Add the Amazon Redshift capability for JDBC connections

After you have created a connection to Amazon Redshift in your Edge or Collibra Cloud site, you have to add the capability to the connection.

Required permissions

You have a global role with the Product Rights > System administration global permission.
You have a global role that has the Manage connections and capabilities global permission, for example, Edge integration engineer.

Steps

Open a site.
1. On the main toolbar, click → Settings.
  The Settings page opens.
2. In the tab pane, click Edge.
  The Sites tab opens and shows a table with an overview of your sites.
3. In the table, click the name of the site whose status is Healthy.
  The site page opens.
In the Capabilities section, click Add capability.
The Add capability page appears.
Select the Technical Lineage for Amazon Redshift capability template.

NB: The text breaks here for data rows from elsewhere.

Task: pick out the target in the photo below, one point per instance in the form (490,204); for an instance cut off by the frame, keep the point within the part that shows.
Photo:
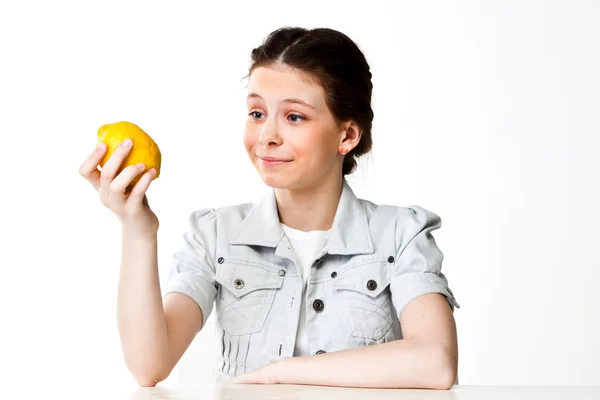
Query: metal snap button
(238,283)
(371,285)
(318,305)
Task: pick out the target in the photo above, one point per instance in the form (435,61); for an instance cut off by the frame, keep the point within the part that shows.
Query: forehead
(278,83)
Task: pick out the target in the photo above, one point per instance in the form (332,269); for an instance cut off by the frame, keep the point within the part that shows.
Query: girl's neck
(311,208)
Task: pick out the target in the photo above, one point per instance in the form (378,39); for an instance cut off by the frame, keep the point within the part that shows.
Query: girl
(311,285)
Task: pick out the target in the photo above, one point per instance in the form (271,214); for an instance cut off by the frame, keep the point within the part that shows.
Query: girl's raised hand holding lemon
(129,160)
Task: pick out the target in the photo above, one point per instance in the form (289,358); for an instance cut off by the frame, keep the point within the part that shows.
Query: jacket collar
(349,234)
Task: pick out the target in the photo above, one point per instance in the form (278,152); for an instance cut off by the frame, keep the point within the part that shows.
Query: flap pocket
(241,279)
(369,279)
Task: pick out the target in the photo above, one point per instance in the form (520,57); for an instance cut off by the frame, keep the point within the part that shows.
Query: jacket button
(371,285)
(238,283)
(318,305)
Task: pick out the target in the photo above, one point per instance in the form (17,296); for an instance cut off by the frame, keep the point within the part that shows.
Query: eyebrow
(293,101)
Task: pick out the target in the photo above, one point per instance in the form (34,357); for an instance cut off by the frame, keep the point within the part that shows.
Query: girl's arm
(427,357)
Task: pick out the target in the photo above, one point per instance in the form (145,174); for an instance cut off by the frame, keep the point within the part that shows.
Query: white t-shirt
(306,245)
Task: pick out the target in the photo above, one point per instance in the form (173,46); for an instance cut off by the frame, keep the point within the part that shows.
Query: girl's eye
(254,114)
(296,118)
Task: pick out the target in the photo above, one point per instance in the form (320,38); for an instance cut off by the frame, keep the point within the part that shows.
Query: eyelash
(291,115)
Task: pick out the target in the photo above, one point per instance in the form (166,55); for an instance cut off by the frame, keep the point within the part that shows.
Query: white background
(485,112)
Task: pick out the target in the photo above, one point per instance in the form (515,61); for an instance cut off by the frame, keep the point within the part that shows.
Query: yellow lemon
(144,149)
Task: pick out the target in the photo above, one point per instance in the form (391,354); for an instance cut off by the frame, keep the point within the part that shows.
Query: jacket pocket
(245,297)
(364,296)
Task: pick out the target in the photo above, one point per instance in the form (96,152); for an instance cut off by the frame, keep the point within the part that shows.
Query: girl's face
(290,134)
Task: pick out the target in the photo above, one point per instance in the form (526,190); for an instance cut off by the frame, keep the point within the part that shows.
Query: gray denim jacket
(378,258)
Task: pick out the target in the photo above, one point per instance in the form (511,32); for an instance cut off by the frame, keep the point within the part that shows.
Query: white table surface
(228,391)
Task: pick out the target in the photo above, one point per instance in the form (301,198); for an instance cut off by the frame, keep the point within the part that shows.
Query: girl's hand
(132,207)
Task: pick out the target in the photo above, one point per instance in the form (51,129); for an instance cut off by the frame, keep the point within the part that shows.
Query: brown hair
(337,64)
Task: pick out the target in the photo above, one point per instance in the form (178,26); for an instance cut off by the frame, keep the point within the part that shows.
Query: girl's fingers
(119,185)
(112,166)
(89,168)
(136,195)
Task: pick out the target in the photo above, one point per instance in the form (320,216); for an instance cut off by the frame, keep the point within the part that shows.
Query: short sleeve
(192,270)
(418,262)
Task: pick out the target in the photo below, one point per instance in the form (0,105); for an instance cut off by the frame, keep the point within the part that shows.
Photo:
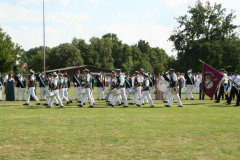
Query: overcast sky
(131,20)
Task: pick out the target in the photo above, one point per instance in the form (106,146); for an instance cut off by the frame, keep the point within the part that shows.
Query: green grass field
(199,130)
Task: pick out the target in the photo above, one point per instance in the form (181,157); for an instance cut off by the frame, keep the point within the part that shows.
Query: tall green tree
(206,33)
(64,55)
(9,52)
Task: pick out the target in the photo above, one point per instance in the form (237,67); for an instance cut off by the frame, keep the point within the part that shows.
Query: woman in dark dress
(10,96)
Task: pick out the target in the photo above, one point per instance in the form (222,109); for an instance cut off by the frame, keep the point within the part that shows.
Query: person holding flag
(173,93)
(222,85)
(190,83)
(77,83)
(31,89)
(235,88)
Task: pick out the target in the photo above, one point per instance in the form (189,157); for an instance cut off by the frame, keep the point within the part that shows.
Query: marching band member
(128,85)
(235,88)
(222,85)
(87,85)
(20,86)
(62,88)
(100,86)
(190,83)
(146,93)
(42,86)
(55,86)
(31,89)
(173,87)
(137,87)
(65,87)
(76,82)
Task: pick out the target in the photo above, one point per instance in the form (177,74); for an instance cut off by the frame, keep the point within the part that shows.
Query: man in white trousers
(76,82)
(173,89)
(100,86)
(190,83)
(55,89)
(121,84)
(87,85)
(31,90)
(20,87)
(137,87)
(145,91)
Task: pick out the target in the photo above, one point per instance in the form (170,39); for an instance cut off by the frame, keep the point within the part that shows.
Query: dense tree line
(106,52)
(206,32)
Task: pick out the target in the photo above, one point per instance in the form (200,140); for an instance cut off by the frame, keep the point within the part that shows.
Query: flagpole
(44,61)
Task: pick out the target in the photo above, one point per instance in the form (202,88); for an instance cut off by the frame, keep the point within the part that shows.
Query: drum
(116,91)
(163,85)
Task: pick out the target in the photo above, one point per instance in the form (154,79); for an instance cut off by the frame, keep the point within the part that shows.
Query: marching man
(42,86)
(31,90)
(20,87)
(76,82)
(87,85)
(100,86)
(121,84)
(146,93)
(55,89)
(173,89)
(190,83)
(137,85)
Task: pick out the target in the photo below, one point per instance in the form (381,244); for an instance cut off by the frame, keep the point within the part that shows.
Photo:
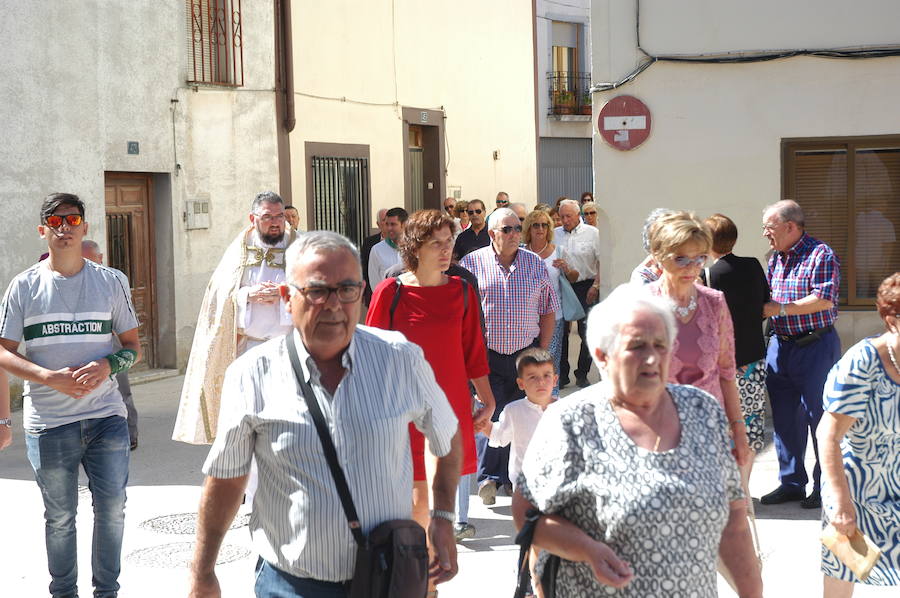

Enter the required information.

Field Description Required?

Name

The name of the capability.

Yes

Description

The description of the capability.

Yes

Source ID

The name of the data source. The name must be unique and cannot contain special characters, for example, /.

Yes

TechLin Admin Connection (in preview)

If you want to use the OAuth authentication type to connect to the Collibra Data Lineage service instances, you have to create a Technical Lineage Admin Edge or Collibra Cloud site connection and select the OAuth authentication type. Then, in this field, specify the name of the Technical Lineage Admin connection.

For more information about the authentication types, go to Create a Technical Lineage Admin connection.

JDBC Connection

The JDBC connection that you created for Catalog JDBC ingestion.

Yes

Collibra System Name

The system or server name of the data source. This field is also the full name of your System asset in Data Catalog.

The value of this field must be the same as the full name of the System asset that you created when you registered the data source.

Yes

Database Name Override

If stitching is missing specifically because you edited the full name of your Database asset, you can use this field to specify the current name of your Database asset in Data Catalog.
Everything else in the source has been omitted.